In Ward v. Petrie (157 N. Y. 301, 310) the court discussed the question before us, citing among other eases Braem v. Merchants’ Nat. Bank (supra) and stated that it need not decide the question in that case. The Braem case was relied upon in the opinion of the Appellate Division in Northville Dock Corp. v. Aller (15 A D 2d 947, supra); and undoubtedly the Court of Appeals had in mind the Quinby, Braem and Ward cases when it unanimously affirmed the Northville case in 15 N Y 2d 498.

It should further be pointed out that the cause of action under consideration cannot be sustained on the theory of ‘ ‘ prima facie tort. ” Such a cause of action may not embrace a traditional tort, as fraud, which is pleaded in the cause at bar; and, furthermore, damages in such an action must be pleaded especially (Brandt v. Winchell, 286 App. Div. 249, affd. 3 N Y 2d 628; and, see, Moody v. Burton, 27 Me. 427, 435-436). Moreover, such cause of action may only be invoked when the defendant acts solely with intent to harm the plaintiff, without justification or excuse, as distinguished from an intention merely to commit the act. (Advance Music Corp. v. American Tobacco Co., 296 N. Y. 79; Adler v. Fenton, supra, p. 410.) The plaintiff has not alleged such a cause of action.

*9The plaintiff contends that in any event she is entitled to punitive damages in this cause of action. The right to punitive damages is basically dependent upon the existence of a cause of action for compensatory damages, even though the latter may be but nominal in amount (Kiff v. Youmans, 86 N. Y. 324, 331). Stated in another way, the claim for punitive damages does not constitute an independent cause of action. (See Knibbs v. Wagner, 14 A D 2d 987; Gill v. Montgomery Ward & Co., 284 App. Div. 36, 41; Dworski v. Empire Discount Corp., 46 Misc 2d 844; 1 Seelman, Libel and Slander [Rev. ed.], par. 137.) Since a valid cause of action fox compensatory damages has not been alleged herein, the cause of action will not support a claim for punitive damages.

It should be observed, also, that most of the New York cases which have granted monetary damages for fraudulent conveyances have been equitable actions to set aside conveyances; and where the asset cannot be reconveyed, the courts have frequently awarded monetary damages in its stead, but in an amount not to exceed the value of the property fraudulently conveyed (see Lowendahl v. Van Bokkelen, Inc., 260 N. Y. 557; American Sur. Co. v. Conner, 251 N. Y. 1, 7; Hamilton Nat. Bank v. Halsted, 134 N. Y. 520; Valentine v. Richardt, 126 N. Y. 272; Quinby v.
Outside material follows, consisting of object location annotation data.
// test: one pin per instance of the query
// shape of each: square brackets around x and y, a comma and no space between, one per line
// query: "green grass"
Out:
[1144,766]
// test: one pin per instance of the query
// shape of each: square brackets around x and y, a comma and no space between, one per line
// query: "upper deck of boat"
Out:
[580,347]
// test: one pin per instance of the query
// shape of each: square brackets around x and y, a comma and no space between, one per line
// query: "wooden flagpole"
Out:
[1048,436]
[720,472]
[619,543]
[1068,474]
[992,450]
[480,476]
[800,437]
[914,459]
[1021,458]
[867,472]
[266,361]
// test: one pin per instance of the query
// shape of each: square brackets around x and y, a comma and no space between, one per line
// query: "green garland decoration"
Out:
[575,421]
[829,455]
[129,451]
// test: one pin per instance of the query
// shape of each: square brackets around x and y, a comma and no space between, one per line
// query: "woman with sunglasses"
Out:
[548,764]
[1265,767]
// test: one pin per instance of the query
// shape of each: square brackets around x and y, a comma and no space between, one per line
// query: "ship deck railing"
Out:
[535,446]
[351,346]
Strauss, 90 N. Y. 664; Post v. Browne, 279 App. Div. 922, affd. 304 N. Y. 610; Shugerman v. Sohn, 255 App. Div. 866); but, as noted above, a creditor with a lien may maintain an action at law for interference with his specific security. Whether in an appropriate ease punitive damages may also be awar'ded in such an action in the light of recent authorities (I. H. P. Corp. v. 210 Cent. Park South Corp., 16 A D 2d 461, affd. 12 N Y 2d 329; Walker v. Sheldon, 10 N Y 2d 401; cf. Moody v. Burton, 27 Me. 427, 433-434, supra, and Penrod v. Mitchell, 24 Pa. 522, 525, supra), need not be considered at this time.

The order of the court below should be modified to the extent of striking the first cause of action, and, as modified, affirmed, with costs and disbursements to the appellants.

McNally, J. P., and Eager, J., concur with Steuer, J.; Witmer, J., dissents in opinion in which Stevens, J., concurs.

Order entered on September 29, 1965, denying defendants’ motion to dismiss the complaint affirmed, with $30 costs and disbursements to abide the event.

Note: For considerations as to the measure of damages under the majority holding see Mott v. Danforth (47 Pa. 304, 308 [1837]) and Penrod v. Mitchell (24 Pa. 522, 525 [1822]). In the Penrod case (p. 525) the court said: “If the value of the property assigned were not the standard, there would be no reason why. damages beyond the amount of the judgment might not be given; which, I apprehend, could not be done, even if the value were of greater amount than the judgment.” (And, see, Moody v. Burton, 27 Me. 427, 434-435 [1847].)